Then there is the problem of carb content. Regular gumbo starts with a thick flour roux, and some of the more popular recipes online even include sugar. You are also supposed to serve it over rice, another low carber's no-no.
"Proper" ingredients are an issue here in the cultural backwater that is Security, CO. Unless you are willing to drive to Whole Paycheck (aka Whole Foods) in Colorado Springs and blow an hour out of your day (along with most of your grocery money), you aren't going to be able to get andouille sausage or file powder. Old Bay Seasoning is about as exotic as it gets around here.

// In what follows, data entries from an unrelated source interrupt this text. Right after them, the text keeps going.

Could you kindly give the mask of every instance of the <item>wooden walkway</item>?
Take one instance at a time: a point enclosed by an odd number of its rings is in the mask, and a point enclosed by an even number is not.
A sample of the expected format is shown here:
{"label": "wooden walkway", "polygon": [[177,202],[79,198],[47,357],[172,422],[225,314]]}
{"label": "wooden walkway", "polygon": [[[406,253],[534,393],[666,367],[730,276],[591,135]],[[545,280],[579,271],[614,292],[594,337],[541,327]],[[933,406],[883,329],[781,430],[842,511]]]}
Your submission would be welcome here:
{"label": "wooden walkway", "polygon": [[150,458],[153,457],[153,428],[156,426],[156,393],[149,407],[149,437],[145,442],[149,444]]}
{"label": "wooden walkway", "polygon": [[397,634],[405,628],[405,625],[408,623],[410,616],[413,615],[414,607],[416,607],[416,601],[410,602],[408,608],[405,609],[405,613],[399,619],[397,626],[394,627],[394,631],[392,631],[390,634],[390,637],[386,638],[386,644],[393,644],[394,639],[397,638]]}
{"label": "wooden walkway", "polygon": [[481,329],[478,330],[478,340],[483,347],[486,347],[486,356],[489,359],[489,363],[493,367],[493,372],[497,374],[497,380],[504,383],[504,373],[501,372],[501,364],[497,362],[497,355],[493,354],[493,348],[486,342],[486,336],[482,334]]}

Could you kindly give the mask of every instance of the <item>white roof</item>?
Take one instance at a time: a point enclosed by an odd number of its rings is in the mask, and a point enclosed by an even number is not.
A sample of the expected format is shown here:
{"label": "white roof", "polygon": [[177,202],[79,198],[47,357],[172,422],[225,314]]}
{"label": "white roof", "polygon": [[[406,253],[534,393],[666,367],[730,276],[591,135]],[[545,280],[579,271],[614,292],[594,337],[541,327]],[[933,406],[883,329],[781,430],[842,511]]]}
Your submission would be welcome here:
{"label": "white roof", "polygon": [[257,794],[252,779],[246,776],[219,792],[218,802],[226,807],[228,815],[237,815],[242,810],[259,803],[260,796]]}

I figured surely there has to be a way to satisfy my gumbo craving with easy to obtain ingredients and without all the carbage. The following is what I came up with and my gumbo craving has now been totally tamed. In many ways this isn't a true gumbo. You will not find ocra in anything I cook because....eww. Just eww. The color is lighter than a true gumbo and it also isn't as thick. But it does have that yummy sausage, seafood and pepper flavor. To me, that is the most important part anyway.
Wifezilla's Low Carb Faux-Gum-Baux
- 1 lb pork sausage (if you can get smoked, even better)
- 3/4 pound medium shrimp
- 1 lb frozen cauliflower
- 2 sweet onions - chopped
- 1/2 cup roasted red (or green) pepper - chopped
- 1/4 cup celery - chopped
- 1 can baby clams (including liquid)
- 7 oz can of green chili
- 6 egg yolks (for thickening)
- 1 cup chopped greens (spinach, kale, baby bok choy, etc...)
- 1/8 cup red wine or balsamic vinegar
- 1/8 - 1/4 cup hot sauce
- Salt, Pepper, and Old Bay Seasoning to taste
- 1/4 - 1/2 cup quinoa (optional)
- In large soup pot, brown sausage. Drain browned sausage and place aside, leaving any grease in the pot.
- Add chopped onions to the sausage grease and cook until caramelized. Stir in celery and peppers to the cooked onions.
- Add 2 quarts of water to the pot and add back in sausage.
- Add all remaining ingredients except for the shrimp and seasonings.
- Temper egg yolks using hot stock then add to the soup pot.
- If using the quinoa, add now.
- When the cauliflower and quinoa are fully cooked and all flavors are blended, add shrimp. Be careful not to overcook. Add salt, pepper and Old Bay Seasoning (or some ground cloves and mace) to taste.
- Serve as soon as shrimp is thoroughly pink.
If you decide you want it more traditional, add some ocra (ew!) and serve over some cooked quinoa instead of adding it to the stock. Quinoa is lower in carbs and higher in protein than rice, but it is still pretty carby. Use sparingly.